Third-quarter Summary
During the third quarter, net sales increased by 9 percent as compared to a year ago and operating margin improved to 10.5 percent. Year-to-date, net sales increased by 12 percent and operating margin improved to 9.0 percent.
Sales growth was driven by a 16 percent increase in same-store sales. Same-store growth was offset by the closure of 28 stores since the beginning of the third quarter of 2009 and the termination of retail partner relationships during the third quarter of 2009. Sales-per-store increased to $1.25 million, 27 percent higher than the prior-year twelve-month period.
Gross profit margins were 62.5 percent of net sales, 90 basis points lower than the 63.4 percent gross profit rate experienced in the third quarter of 2009. This decline reflects higher product and promotional costs.
Sales and marketing costs were 42.6 percent of net sales in the third quarter compared to 44.8 percent in the third quarter of 2009, a 220 basis-point improvement due to the leverage of higher sales over a smaller store base. Sales and marketing costs increased year-over-year by $2.3 million to $68 million in 2010. Media investments in the third quarter totaled $17.4 million, 12 percent higher than the prior-year period.
General and administrative expenses equaled $14.3 million in the third quarter, or 8.9 percent of net sales. This compares to $11.8 million, or 8.0 percent of net sales, in the same period last year. The rise in expenses reflects increased incentive compensation as well as costs to support growth initiatives.
Cash flows from operating activities were $68 million for the first nine months of 2010 compared to $53 million in the year-ago period (which included a $26 million tax refund). Capital expenditures totaled $3.5 million year-to-date in 2010. As of the end of the quarter, cash and cash equivalents totaled $82 million and the company had no borrowings under its revolving credit agreement.
The third quarter of 2009 included a valuation allowance adjustment for income taxes and a one-time charge for terminated financing charges. Adjusting for these items, net income would have been $0.18 per share. A reconciliation of these items is provided at the end of this news release.
Fiscal 2010 Outlook
Based on third-quarter performance, the company has increased its previous guidance and now expects to report full-year 2010 earnings per share of between $0.52 and $0.55. The company’s fourth-quarter outlook anticipates year-over-year profit improvement and positive same-store growth, although at a slower pace, as year-over-year comparisons now are more difficult and the company’s outlook for the macro-environment anticipates slow growth and continued volatility.

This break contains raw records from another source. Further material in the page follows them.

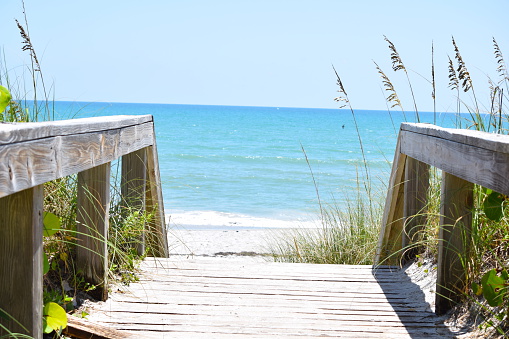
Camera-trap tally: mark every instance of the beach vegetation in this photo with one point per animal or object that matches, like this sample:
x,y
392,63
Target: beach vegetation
x,y
353,227
65,289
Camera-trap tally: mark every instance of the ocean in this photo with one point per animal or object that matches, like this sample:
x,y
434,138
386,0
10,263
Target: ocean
x,y
250,162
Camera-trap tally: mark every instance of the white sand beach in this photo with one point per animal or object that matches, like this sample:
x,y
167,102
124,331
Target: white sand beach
x,y
208,233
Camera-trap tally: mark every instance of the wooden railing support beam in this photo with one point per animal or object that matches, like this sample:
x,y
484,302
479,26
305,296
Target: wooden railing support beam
x,y
133,186
157,235
454,240
416,194
92,227
21,260
390,240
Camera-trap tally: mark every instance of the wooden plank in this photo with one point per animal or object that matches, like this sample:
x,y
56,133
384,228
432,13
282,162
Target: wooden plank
x,y
455,237
133,185
83,329
204,300
416,195
157,235
390,240
92,227
476,164
28,164
21,132
489,141
21,260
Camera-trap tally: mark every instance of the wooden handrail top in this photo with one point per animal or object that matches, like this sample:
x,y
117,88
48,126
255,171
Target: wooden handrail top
x,y
478,157
488,141
34,153
27,131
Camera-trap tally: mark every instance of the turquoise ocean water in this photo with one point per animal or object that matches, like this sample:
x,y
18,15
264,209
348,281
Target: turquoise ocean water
x,y
249,160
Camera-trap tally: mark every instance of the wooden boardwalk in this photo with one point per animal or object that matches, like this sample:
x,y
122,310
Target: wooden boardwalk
x,y
211,297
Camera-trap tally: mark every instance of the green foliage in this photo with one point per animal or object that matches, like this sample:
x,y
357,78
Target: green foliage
x,y
51,223
493,205
5,98
494,287
54,317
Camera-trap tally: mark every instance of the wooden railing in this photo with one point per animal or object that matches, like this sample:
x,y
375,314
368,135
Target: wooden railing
x,y
32,154
465,157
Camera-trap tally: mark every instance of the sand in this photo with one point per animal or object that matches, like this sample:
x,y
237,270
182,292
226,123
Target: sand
x,y
208,233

The company concluded the third quarter of 2010 with 392 stores and expects to end fiscal 2010 with a comparable number of stores after netting planned store openings and closings. The company anticipates 2010 capital expenditures of approximately $8 million.
Conference Call
Management will host its regularly scheduled conference call to discuss the company’s results at 5 p.m. Eastern Time today (4 p.m. Central; 2 p.m. Pacific). To listen to the call, please dial (800) 593-9959 (international participants dial (517) 308-9340) and reference the passcode “Sleep.” To access the webcast, please visit the investor relations area of the Select Comfort website.
A replay will remain available until midnight Central Time, Oct. 29, 2010, by dialing (203) 369-1117. The webcast replay will remain available in the investor relations area of the company’s website for approximately 60 days.
About Select Comfort Corporation: Founded more than 20 years ago and based in Minneapolis, Select Comfort Corporation designs, manufactures, markets and supports a line of adjustable-firmness mattresses featuring air-chamber technology, branded the Sleep Number® bed, as well as foundations and bedding collection accessories. SELECT COMFORT® products are sold through its approximately 400 company-owned stores located across the United States; select bedding retailers; direct marketing operations; and online at www.sleepnumber.com.